5, Zetsin Pharmaceuticals: Jack tini, this is Zetini Pharmaceuticals through its precision small molecule new drug research and development and industrialization platform of drug stability technology, independent research and development of JAK kinase small molecule inhibitors, belong to a new class of drugs, respectively, tablets and cream two dosage forms.
Currently, Zee-Pharma is conducting Phase 2 clinical trials for the treatment of active orthosis, severe baldness and medium- and high-risk bone marrow fibrosis, as well as two Phase 1 trials for transplant resistance to host disease and idiopathic pulmonary fibrosis.

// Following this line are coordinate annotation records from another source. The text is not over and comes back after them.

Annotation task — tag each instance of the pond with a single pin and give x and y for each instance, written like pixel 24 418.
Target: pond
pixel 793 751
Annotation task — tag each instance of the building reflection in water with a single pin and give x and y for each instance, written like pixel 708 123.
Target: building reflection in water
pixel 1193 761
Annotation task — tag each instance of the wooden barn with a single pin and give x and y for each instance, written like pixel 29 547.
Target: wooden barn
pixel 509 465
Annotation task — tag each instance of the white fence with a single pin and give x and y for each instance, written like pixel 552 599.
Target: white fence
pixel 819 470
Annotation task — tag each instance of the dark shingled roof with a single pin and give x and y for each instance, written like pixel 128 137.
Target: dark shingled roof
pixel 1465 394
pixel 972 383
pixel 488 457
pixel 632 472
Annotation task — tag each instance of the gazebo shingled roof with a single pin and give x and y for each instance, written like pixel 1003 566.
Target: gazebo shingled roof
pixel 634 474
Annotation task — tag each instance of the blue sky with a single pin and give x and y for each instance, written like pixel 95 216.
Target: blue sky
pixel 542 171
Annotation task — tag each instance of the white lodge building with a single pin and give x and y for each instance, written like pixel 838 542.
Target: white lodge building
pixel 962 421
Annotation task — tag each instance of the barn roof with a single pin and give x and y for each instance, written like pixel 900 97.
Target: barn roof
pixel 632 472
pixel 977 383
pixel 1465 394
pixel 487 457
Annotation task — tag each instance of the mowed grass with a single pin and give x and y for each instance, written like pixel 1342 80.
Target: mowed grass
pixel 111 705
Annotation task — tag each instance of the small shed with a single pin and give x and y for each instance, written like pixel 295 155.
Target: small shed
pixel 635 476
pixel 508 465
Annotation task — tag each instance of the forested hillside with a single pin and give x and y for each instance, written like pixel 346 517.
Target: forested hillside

conclusion From the research and development situation in China, JAK inhibitors are still in the hot stage, especially for the development of second-generation JAK inhibitors.
At the same time, people are also optimistic about the application of JAK inhibitors in the area of baldness, whether it is Lilly, Pfizer and other large international companies, or Ze-Yuan Pharmaceuticals, Hengrui Pharmaceuticals / Ruishi Bio and other Chinese pharmaceutical companies, have been involved in this field.
it is clear that JAK inhibitors have great potential to be discovered, both globally and in China.
, as with iterative upgrades to many products, if JAK inhibitors are addressed in terms of safety and toeration, they will lead to more next-generation therapies and benefit more patients.
we look forward to early progress in this area.
reference: swartz et al., (2017). JAK resedion as a therapeutic strategy for immune and appy diseases. Nature Reviews Drug Discovery.[2] Schwartz, D. M., Bonelli, M., Gadina, M. and O'Shea, J. J. Type I/II Cytokines, JAKs, and new strategies for treating autoimmune diseases. Nat. Rev. Rheumatol. 12, 25–36 (2016). Wang Xuechuan, Li Wei, Liang Chengyuan. Advances in Drug Research Based on JAK-STAT Signaling Path path, Journal of Shaanxi University of Science and Technology, 2019, 37 (06): 79-86. The research progress of Xue Xiang, Liu Hongmei, Yan Danbing, etc.JAK/STAT signal path adjustment mechanism, etc.J., modern biomedical progress, 2015, 15 (11): 2161-2165. [5] Involvement of the JAK-STAT pathway and SOCS3in the regulation of ofadiponectin-generated reactive oxyge.